All the evidence points to the fact that Turkish President Recep Tayyip Erdogan is guided by his very own neo-Ottoman dogma of the “Blue [sea] Fatherland.
He is guided by his particular brand of imprudent irredentism and sees himself as the father of a new Turkey that is larger and stronger than the secular state built by Kemal Ataturk.
This explains his brazenness and contemptuous stance toward the international community and all those who stand up to him and demand that he and his country respect international law.
His moves and policies both domestically and abroad reveal a leader similar to those in the darkest historical eras. He has revived the concept of “vital living space”, what Hitler called lebensraum to describe his expansionism and exploited to plunge humanity into absolute disaster.
Turkey every so often disputes the Treaty of Lausanne and the status the status of Western Thrace where Greece’s Muslim minority is centred and enjoys the rights and privileges of all Greek citizens.
It demands the demilitarisation of the Greek Aegean islands so as to transform them into a “neutral zone”. He intimates that sovereignty over the tiny Greek island of Kastelorizo is disputable and lays claim to large deposits of hydrocarbons in the broader region.

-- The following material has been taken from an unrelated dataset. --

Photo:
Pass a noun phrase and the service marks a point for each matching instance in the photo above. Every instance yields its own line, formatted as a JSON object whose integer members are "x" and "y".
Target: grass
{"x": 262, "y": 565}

All this confirms Erdogan’s imprudent and irrational outlook.
As time goes by more and more countries have become convinced that Erdogan plans to change the map of the region, to turn Southeastern Mediterranean countries into Turkish satellite states, and to make Turkey the predominant power in the Middle East and North Africa.

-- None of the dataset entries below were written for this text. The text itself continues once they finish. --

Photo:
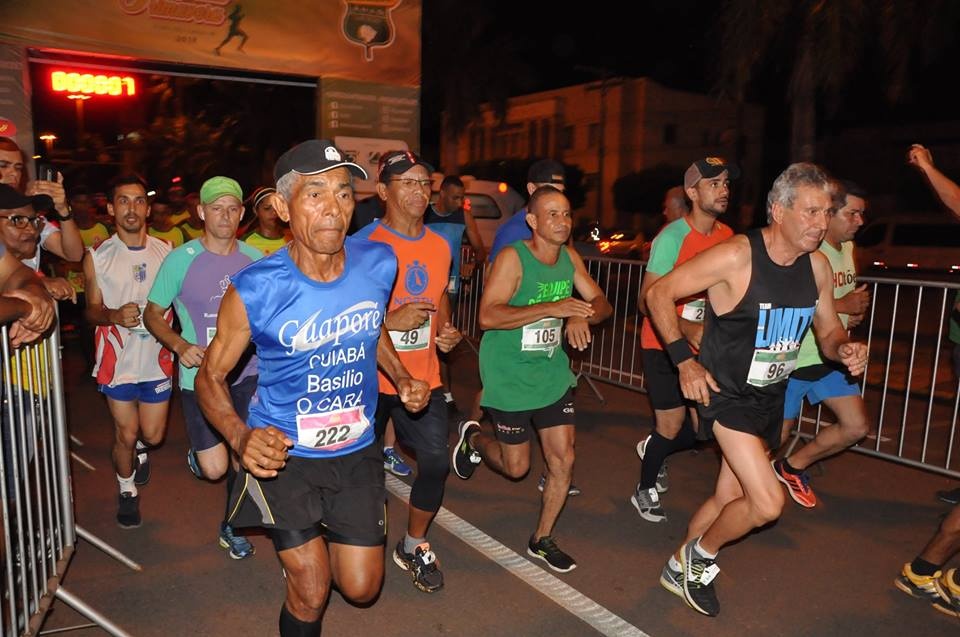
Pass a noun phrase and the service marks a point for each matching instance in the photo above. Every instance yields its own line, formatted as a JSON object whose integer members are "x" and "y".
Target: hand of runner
{"x": 127, "y": 315}
{"x": 264, "y": 451}
{"x": 570, "y": 307}
{"x": 414, "y": 394}
{"x": 191, "y": 356}
{"x": 408, "y": 316}
{"x": 578, "y": 333}
{"x": 448, "y": 337}
{"x": 854, "y": 356}
{"x": 692, "y": 331}
{"x": 696, "y": 382}
{"x": 60, "y": 289}
{"x": 40, "y": 316}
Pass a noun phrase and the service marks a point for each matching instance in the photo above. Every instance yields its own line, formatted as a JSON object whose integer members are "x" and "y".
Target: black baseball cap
{"x": 11, "y": 199}
{"x": 397, "y": 162}
{"x": 545, "y": 171}
{"x": 707, "y": 168}
{"x": 312, "y": 157}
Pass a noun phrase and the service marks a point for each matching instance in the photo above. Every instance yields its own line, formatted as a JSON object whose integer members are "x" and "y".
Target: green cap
{"x": 216, "y": 187}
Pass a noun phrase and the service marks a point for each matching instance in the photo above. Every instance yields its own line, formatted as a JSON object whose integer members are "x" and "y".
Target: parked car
{"x": 491, "y": 202}
{"x": 909, "y": 242}
{"x": 622, "y": 244}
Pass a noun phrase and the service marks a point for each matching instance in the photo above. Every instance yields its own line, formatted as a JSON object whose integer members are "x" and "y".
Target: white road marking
{"x": 567, "y": 597}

He arrogantly views Turkey’s neighbours as “crippled” and he vehemently attacks Greece as the only Western country in the region that can stand up to him.
It has become perfectly clear that Erdogan’s ambitions cannot be tolerated.

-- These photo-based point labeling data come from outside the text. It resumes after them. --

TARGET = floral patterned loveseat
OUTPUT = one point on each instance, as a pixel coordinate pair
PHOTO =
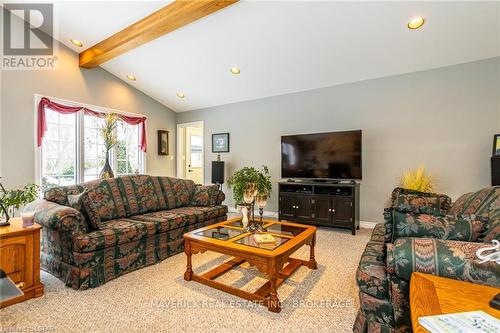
(142, 221)
(424, 233)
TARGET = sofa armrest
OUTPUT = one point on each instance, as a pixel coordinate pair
(58, 217)
(425, 225)
(446, 258)
(410, 199)
(389, 219)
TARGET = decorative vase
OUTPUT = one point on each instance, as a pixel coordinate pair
(107, 172)
(244, 215)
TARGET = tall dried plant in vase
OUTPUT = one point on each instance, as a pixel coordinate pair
(418, 180)
(108, 134)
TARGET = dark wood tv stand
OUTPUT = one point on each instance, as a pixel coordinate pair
(320, 203)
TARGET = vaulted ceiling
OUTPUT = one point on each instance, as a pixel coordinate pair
(283, 46)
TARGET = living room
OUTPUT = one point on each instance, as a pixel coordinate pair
(244, 166)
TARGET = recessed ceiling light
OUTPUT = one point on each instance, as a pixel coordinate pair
(76, 42)
(416, 23)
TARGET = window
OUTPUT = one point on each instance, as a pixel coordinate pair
(73, 150)
(59, 147)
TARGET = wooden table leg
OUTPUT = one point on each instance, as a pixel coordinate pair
(273, 302)
(188, 275)
(312, 261)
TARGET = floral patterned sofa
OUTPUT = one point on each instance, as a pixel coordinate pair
(424, 233)
(142, 221)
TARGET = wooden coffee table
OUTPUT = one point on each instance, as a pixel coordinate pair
(274, 260)
(434, 295)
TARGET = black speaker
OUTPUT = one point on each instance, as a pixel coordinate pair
(495, 170)
(217, 172)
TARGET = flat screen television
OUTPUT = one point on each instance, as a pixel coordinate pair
(334, 155)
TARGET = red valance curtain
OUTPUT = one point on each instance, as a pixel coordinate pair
(66, 109)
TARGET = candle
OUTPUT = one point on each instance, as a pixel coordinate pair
(28, 219)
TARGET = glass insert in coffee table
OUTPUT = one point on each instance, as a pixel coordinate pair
(233, 231)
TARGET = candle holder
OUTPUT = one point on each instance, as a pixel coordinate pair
(4, 220)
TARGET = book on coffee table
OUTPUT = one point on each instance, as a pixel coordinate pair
(264, 239)
(464, 322)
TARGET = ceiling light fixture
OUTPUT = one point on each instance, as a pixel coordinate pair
(416, 23)
(76, 42)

It is the duty of the Greek state to reveal his schemes and role and to communicate to the international community the threat that Turkey poses to regional security and peace.
Turkey is essentially exploiting the current geopolitical asymmetry, the absence of the US, and the EU’s indecisiveness.
The prevailing sense is that he will not be thwarted in pursuing his designs. Even if he temporarily wishes to placate the international community in order to avoid EU sanctions and declares his readiness for a dialogue with Greece, in the medium-term he will push his objectives more forcefully.
Yet Erdogan is not invincible because he is on the wrong side of international law and as a result he becomes provocative and offensive.
Many countries have already lined up against him. The recent meeting of the MED-7 countries hosted by France in Corsica revealed these countries’ forces and capabilities.
That enraged Erdogan who proceeded to attack French President Emmanuel Macron.
Turkey itself is hardly as Erdogan would like to present it to the outside world. Many consider the power of the Turkish armed forces to be overestimated and they face a host of challenges at home and abroad.
Turkish forces are now in Syria, are fighting the Kurds at the border with Iraq, and are conducting operations in Libya even as the powerful gendarmerie is controlling the domestic population.
Their performance on various fronts where they are up against clearly weaker opponents is nothing to boast about.
The Turkish president also must not forget that his country is largely federalised and is reminiscent of the unified Yugoslavia and its misfortunes.
Greece demands nothing from Turkey except compliance with international law but it cannot remain passive in the face of outlandish Turkish provocations and claims.
The Greek people will not allow Turkey to get its way. It will do whatever possible and necessary to secure our country’s territorial integrity.